The immersion approach does not involve teaching thinking skills. Rather it allows good thinking to develop naturally as a result of students being fully engaged or immersed in content-related activities which calls for higher levels of thinking. Students are provided with repeated practices in complex cognitive activities with the assumption that they will eventually develop the necessary cognitive skills to successfully engage in high-level thinking. However, research has shown that simply immersing students in thinking activities is not an effective instructional approach.
The embedded approach involves teaching thinking skills within a subject-matter context. Thinking skills are taught in science, social studies, language, arts, and some other subjects. Students than apply these skills directly to the particular subject being studied. This allows students to use the skills in a meaningful context and helps them learn the subject matter more deeply. An embedded approach is an effective way to teach thinking skills. Rather than an additional subject, thinking skills are used to enhance whatever curriculum currently being taught.

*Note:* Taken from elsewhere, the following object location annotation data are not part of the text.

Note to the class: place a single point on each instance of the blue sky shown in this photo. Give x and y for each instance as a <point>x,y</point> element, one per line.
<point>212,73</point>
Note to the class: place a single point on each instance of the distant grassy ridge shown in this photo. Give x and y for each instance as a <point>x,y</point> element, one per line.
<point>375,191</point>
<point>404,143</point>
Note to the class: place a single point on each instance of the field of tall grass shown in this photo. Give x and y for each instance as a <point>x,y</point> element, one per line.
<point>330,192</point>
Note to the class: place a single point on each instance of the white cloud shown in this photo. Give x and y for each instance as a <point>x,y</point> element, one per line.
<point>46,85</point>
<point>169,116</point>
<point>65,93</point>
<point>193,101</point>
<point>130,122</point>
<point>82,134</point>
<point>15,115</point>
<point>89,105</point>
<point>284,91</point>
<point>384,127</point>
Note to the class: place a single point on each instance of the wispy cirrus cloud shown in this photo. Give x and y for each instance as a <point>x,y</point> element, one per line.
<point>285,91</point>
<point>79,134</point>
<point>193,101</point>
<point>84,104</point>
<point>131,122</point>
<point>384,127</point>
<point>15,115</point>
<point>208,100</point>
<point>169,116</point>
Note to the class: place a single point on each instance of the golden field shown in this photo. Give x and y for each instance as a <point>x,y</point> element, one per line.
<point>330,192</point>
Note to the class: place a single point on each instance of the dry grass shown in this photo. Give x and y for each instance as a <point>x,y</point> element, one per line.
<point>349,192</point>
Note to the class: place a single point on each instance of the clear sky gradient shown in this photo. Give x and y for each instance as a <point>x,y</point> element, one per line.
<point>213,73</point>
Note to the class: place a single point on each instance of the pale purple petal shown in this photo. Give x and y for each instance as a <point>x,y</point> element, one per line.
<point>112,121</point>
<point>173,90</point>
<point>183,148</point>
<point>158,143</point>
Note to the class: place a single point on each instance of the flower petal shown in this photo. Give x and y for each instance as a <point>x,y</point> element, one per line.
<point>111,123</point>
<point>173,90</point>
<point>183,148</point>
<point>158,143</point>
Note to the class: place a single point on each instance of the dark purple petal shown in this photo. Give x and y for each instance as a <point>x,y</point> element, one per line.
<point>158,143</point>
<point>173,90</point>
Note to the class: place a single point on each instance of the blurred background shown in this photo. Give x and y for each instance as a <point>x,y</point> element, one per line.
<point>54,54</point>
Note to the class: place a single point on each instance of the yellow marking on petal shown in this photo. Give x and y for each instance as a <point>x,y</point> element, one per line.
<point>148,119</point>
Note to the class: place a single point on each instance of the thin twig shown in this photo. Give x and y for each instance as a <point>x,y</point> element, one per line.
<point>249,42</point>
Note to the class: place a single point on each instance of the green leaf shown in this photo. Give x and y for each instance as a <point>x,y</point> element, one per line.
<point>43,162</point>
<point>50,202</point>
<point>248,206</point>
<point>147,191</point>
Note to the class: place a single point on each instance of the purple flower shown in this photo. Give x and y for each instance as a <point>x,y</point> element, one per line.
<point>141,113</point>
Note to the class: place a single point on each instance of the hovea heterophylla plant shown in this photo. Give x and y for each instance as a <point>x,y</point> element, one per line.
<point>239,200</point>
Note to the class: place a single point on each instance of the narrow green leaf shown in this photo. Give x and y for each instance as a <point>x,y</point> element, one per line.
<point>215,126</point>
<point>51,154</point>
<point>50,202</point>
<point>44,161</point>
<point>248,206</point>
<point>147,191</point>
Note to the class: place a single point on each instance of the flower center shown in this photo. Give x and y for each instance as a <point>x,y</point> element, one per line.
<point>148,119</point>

Training teachers in specific instructional approaches means that schools must invest in teachers’ professional development. Instructional approaches that help teachers integrate a “learning to think” component into their curriculum empower students to take responsibility for improving their thinking and learning. Although cognitive development is only one part of a child’s overall development, it is essential that teachers respond to the community demand for and the child’s right to cognitive competence. Teacher training providers need to become aware of the benefits of certain instructional approaches on pupil performance and incorporate training in such approaches in their courses.
Thus, in conclusion, Malaysia needs to ensure that its future generation does not only perform well academically but should possess the ability to think critically and creatively. All Malaysians should support the integration of critical and creative thinking in its educational curriculum. It should not only merely be stated in printed documents. Affirmative actions should be put in place to ensure that the teaching and learning of critical and creative thinking is actualized in the classroom context. Lest, Vision 2020 remains a dream and Malaysia will stutter in its ability to achieve the New Economic Model towards achieving 1Malaysia, “People First, Performance Now”.